«Es ist eine Revolution»

Das «Wall Street Journal» schrumpft die internationale Ausgaben auf Tabloid-Grösse und integriert sie mit dem Internet. Das sei revolutionär, sagt ein renommierter Zeitungsentwickler und prophezeit einen Umbruch der amerikanischen Zeitungslandschaft.

Von Peter Hossli

Der Tag dauert 24 Stunden. Irgendwo auf der Welt passiert immer etwas, das sofort vermeldet werden muss.

Diesem Grundsatz der Nonstop-Nachrichtensender scheint sich neuerdings Dow Jones zu verschreiben, das Verlagshaus des «Wall Street Journal». Anfang Woche vermeldete der Konzern, ab Herbst ihre europäische und asiatische Ausgabe im Tabloid-Format herauszugeben. Dadurch hofft der Verlag, jährlich 17 Millionen Dollar zu sparen.

Strategisch wichtiger: Die internationalen Ausgaben, produziert in Brüssel und Hongkong, werden dann im Packet mit «Wall Street Journal Online» verkauft, der kostenpflichtigen Internet-Ausgabe der Zeitung. Zudem solls eine klare redaktionelle Integration der Produkte geben: Das Web ergänzt die Zeitung. Die Zeitung ergänzt das Web.

Das «richtige zum richtigen Zeitpunkt» mache das «Wall Street Journal», sagt Zeitungsentwickler Mario Garcia. Über 450 Zeitungen und Magazine hat er entwickelt oder neu gestaltet, darunter «Die Zeit», «Vanity Fair» oder «The Observer». Zum einen würden die Leser wie die Werber Tabloide mögen, sagt Garcia. Gelingen könnte dem «Journal» zum anderen, worüber US-Zeitungsverleger seit Jahren klagen: «Sie holen die 25 – 40-Jährigen zur Zeitung zurück.» Die von Garcia als «iPod- und Internet-Generation» bezeichnete Altersgruppe sei sich vom Bildschirm her das kleinere Format gewohnt. «Ein Tabloid erinnert ans Online-Erlebnis.»

Mit der Integration von Zeitung und Internet ziele das «Wall Street Journal» überdies auf jene Leser ab, die auf den Nonstop-Nachrichten-Zyklus angewiesen seien. «Es wird die erste global ausgerichtet Zeitung überhaupt sein, die den gesamten Markt erobern will, mit einer Kombination aus Internet und Druckerzeugnis», sagt Garcia.

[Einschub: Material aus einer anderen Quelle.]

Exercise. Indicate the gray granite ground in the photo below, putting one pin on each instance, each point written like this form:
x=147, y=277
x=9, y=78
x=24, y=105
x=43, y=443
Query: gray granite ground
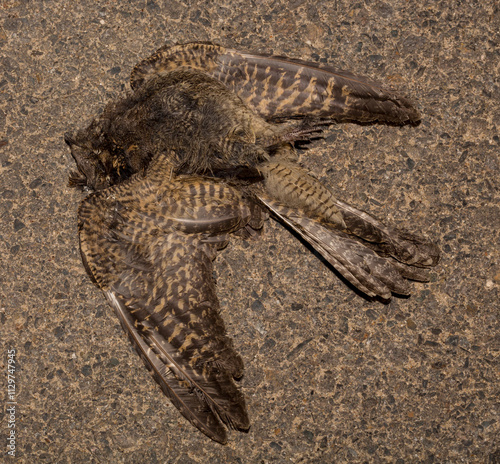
x=330, y=377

Er glaubt, diese Strategie könnte die beiden Blätter in die Gewinnzone bringen. Zumal die Kombination nicht nur das Redaktionelle, sondern auch die Anzeigenkunden betreffen. Die werden künftig zu vorteilhaften Konditionen Inserate in den internationalen wie der Online-Ausgaben schalten. Mit über 700’000 Abonnenten ist «WSJ-Online» die grösste bezahlte News-Site im Internet.

Neue Impulse sind dringend nötig. Die 1983 gegründete europäische Ausgabe des «Wall Street Journal» stagniert bei 86000 Exemplaren, die 1976 gestartete asiatische Version verzeichnet eine Auflage von 81000. Bei beiden sind im ersten Quartal des laufenden Jahres die Werbeeinnahmen eingebrochen, in Europa um 20,6 Prozent, in Asien um fast 8 Prozent. Ebenfalls 8 Prozent verlor das in New York publizierte Mutterblatt. Dessen Auflage schrumpfte um ein Prozent.

Auffangen soll den Inseratenschwund zusätzlich eine Wochenendeausgabe. Ebenfalls ab kommenden Herbst erscheint das bisher fünfmal wöchentlich erscheinende «Wall Street Journal» in den USA zusätzlich am Samstag, mit vornehmlich leichteren Themen.
War das Tabloid-Format in den USA bisher den Boulevardzeitungen und jüngst den Gratiszeitungen vorbehalten, löse das «Wall Street Journal» eine Flutwelle aus, «die lässt sich nicht mehr stoppen», sagt Garcia. «Mehr Renommierblätter werden auf Tabloid umstellen», sagt er. «Sie nutzen das Internet, um dem Nonstop-News-Zyklus Rechnung zu tragen.»

Retten würde das Tabloid die in jüngster Zeit darbende US-Zeitungsindustrie aber nicht. «Nicht die Verpackung, die Inhalte führen zum Erfolg.» So reiche es nicht, bereits Bekanntes neu aufzuarbeiten. «Wer aber gute und originale Inhalte hat und diese auf kleiner Fläche präsentiert, der gewinnt.»